Enternasyonal Grup ve Alman Bağımsız Sosyal Demokrat Partisi’nin yanı sıra, Alman Komünist Partisi’nin öncülü olan Spartaküs Birliği’nin kuruluşlarına Karl Liebknecht ile birlikte katılır. Alman Komünist Partisi kuruluş kongresinin 1 Ocak 1919’da sona ermesiyle birlikte Berlin Ayaklanması’na katılır. Ayaklanma ve devrim girişimi kanlı bir biçimde bastırılırken Rosa, Karl Liebknecht ile birlikte Freikorps çetesi tarafından katledilir. Freidrich Ebert’in şansölye olduğu sosyal demokratlar iktidardadır…

1916’da hapisten yazdığı Alman Sosyal Demokrat Partisi’nin (ASDP) savaş karşısında sermaye iktidarını destekleyen şovenist politikasını eleştiren Sosyal Demokrasi’nin Krizi, diğer adıyla Junius Broşürü, Lenin tarafından eleştirilecek ve özellikle emperyalizm, oportünizm, Kautskycilik, ulusal sorun ve savaş karşıtı program üzerine dile getirilen görüşlerin eksikliğine işaret edilecektir. Ancak, broşürün aynı zamanda «genel hatlarıyla mükemmel bir Marxist çalışma» olduğunu da ifade edecektir Lenin.[i]

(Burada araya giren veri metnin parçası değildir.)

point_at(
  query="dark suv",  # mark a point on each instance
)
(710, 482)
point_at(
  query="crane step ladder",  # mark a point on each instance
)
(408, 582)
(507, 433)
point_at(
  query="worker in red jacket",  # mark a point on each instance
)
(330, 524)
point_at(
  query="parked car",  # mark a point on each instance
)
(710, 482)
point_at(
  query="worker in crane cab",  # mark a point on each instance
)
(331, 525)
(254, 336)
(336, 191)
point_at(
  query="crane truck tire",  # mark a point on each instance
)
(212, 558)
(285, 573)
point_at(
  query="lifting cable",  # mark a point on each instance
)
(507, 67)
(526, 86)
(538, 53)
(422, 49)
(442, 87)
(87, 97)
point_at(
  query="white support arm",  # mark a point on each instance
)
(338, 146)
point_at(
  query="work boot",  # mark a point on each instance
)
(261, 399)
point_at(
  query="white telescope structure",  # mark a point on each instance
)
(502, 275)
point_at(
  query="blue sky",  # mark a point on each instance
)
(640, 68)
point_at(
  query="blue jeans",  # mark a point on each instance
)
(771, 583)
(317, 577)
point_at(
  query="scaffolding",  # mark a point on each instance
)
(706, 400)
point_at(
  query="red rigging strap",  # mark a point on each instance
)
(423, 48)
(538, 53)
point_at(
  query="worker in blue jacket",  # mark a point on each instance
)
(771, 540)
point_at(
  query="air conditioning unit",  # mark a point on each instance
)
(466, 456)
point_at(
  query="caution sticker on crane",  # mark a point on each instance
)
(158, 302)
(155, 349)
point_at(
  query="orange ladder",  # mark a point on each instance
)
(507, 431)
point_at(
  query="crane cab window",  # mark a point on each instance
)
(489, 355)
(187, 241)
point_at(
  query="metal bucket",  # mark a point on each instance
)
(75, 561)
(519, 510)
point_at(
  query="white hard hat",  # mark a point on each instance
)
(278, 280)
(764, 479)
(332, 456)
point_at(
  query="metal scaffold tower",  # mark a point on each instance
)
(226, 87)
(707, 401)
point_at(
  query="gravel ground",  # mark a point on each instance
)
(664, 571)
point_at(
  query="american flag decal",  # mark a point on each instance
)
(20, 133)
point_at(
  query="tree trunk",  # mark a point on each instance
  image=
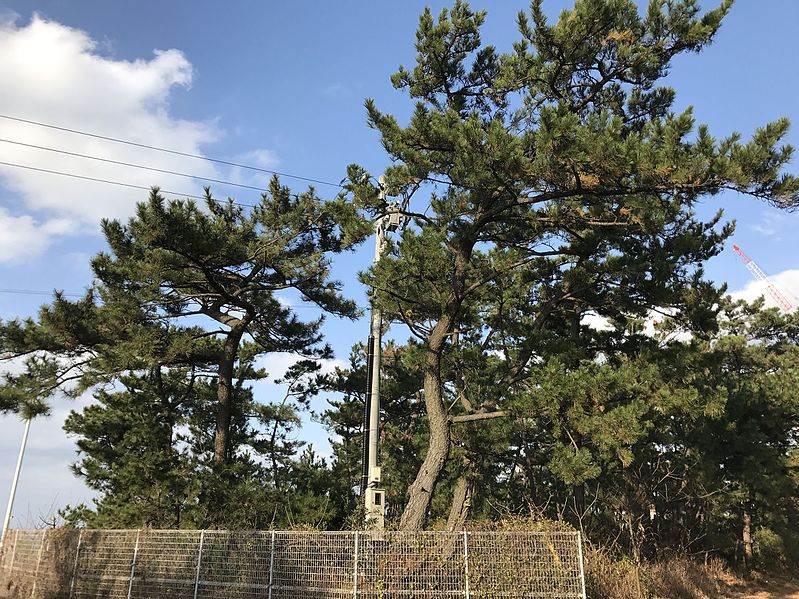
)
(461, 503)
(421, 490)
(746, 537)
(224, 394)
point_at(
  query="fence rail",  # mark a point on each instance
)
(149, 564)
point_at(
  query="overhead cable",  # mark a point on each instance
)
(168, 151)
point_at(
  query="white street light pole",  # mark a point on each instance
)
(15, 480)
(374, 496)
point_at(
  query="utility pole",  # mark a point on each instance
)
(373, 493)
(14, 481)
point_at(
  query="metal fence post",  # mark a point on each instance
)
(271, 565)
(466, 561)
(133, 563)
(75, 565)
(14, 549)
(38, 563)
(199, 561)
(580, 557)
(355, 569)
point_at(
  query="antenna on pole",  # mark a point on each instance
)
(373, 493)
(758, 273)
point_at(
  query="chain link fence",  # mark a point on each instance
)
(149, 564)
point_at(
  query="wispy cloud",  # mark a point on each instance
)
(787, 282)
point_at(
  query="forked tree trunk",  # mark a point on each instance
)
(224, 394)
(421, 490)
(461, 503)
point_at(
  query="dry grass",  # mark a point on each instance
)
(675, 578)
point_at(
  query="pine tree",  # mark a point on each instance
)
(563, 176)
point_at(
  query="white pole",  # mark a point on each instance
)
(355, 569)
(199, 563)
(75, 566)
(466, 562)
(15, 480)
(133, 563)
(582, 568)
(376, 334)
(271, 565)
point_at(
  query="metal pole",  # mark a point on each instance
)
(15, 480)
(199, 561)
(580, 557)
(271, 565)
(75, 566)
(371, 438)
(375, 335)
(355, 569)
(38, 563)
(466, 561)
(133, 563)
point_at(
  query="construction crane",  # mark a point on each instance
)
(758, 273)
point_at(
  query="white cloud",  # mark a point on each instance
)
(54, 74)
(22, 237)
(46, 482)
(786, 282)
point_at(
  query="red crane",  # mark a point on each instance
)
(756, 271)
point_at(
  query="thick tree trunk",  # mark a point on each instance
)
(421, 490)
(224, 395)
(461, 503)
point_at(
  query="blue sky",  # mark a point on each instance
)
(278, 85)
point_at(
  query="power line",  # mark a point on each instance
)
(133, 165)
(117, 183)
(37, 292)
(73, 294)
(168, 151)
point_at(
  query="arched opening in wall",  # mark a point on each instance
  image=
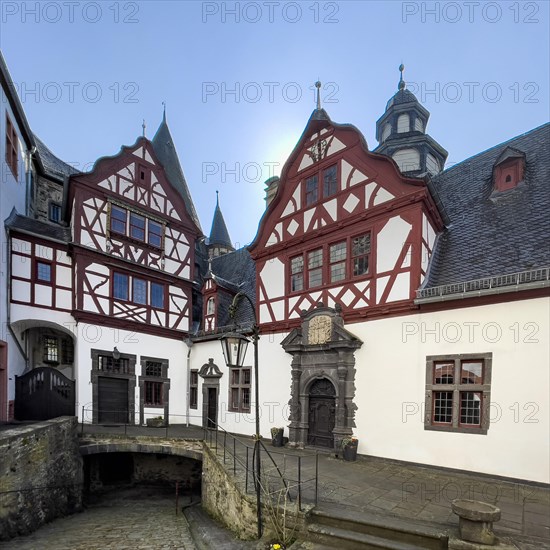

ASDP, büyüyen işçi sınıfı hareketiyle birlikte İkinci Enternasyonal’in kuruluşunu takiben güçlenirken Almanya da kalkınma dönemindedir. İşçi sınıfı hareketi, ASDP’nin kapsayıcılığı altında kurumsallaşmaktadır. Örgütsel güç siyasal bir devrimci hedefe değil, salt bir örgütsel bir güç olmanın kendisine tekabül etmektedir. ASDP’nin bünyesinde olan sınıfın örgütsel büyüklüğü, siyasal devrimci bir güç olmanın uzağındadır.

1917 Büyük Ekim Devrimi ile birlikte 1. Dünya Savaşı sonunda Almanya’da devrimci hareketlenme monarşiyi sonlandırarak Weimar Cumhuriyeti’ne kapı açarken karşı devrim süreci de bu koşullar altında gelişir.  İşçi sınıfı içerisindeki bölünme derinleşir. Sermaye iktidarına eşlik eden sosyal demokrasinin reformizmi, sınıfın düzene bağlanmasında önemli rol oynar.

Bernstein çizgisi, sosyalizmi by-pass ederek kapitalizm içi düzenlemeleri “işçi sınıfı lehine” değerlendirecek şekilde uzlaşma yolları ararken, buna karşı Rosa Luxemburg “Sosyal Reform mu? Devrim mi?” broşürünü yazacaktır.

Onu, sınıf mücadelesi kerterizinden soyutlamaya cesaret edenler için de bir not düşelim. 12 Mayıs 1912’de Stuttgart’ta Sosyal Demokrat Kadınlar Mitingi’nde yaptığı kadınlara oy hakkı ve sınıf mücadelesi başlıklı konuşmasından sadece bir bölümünü paylaşalım: “Burjuva kadınların oy vermesi kapitalist devletin gericiliğine destekten başka bir şey değildir. Erkeklerin imtiyazları söz konusu olduğunda aslan kesilen çoğu burjuva kadın oy hakkına sahip olduğunda uysal kuzular gibi gerici cenaha koşacaktır.”

Sosyalizm mücadelesi, parti ve işçi hareketi, sınıf siyaseti ile kuram ve emperyalizm çözümlemeleri bütünlüğe kavuşamasa da, Rosa Luxemburg sosyalizme olan inancı ve mücadelesi, reformizme ve revizyonizme karşı amansız duruşu, devrim arayışı ve düşünce zenginliğiyle var olmaya devam edecek… Tıpkı Lenin’in 1922’de yazdığı gibi: “Kartallar zaman zaman tavukların düzeyine inebilir; ancak tavuklar asla kartallar gibi yükselemezler. Hatalarına rağmen Luxemburg bir kartaldı; bir kartal kalacaktır ve hayat hikayesi ile tüm eserleri bütün dünyada kuşaklar boyunca devrimcileri eğitecektir.”

[i] Rosa Luxemburg: Her Şeye Rağmen Tutkuyla Yaşamak, Yordam Kitap, Annelies Lachitza, Çeviren: Leven Bakaç, s. 380.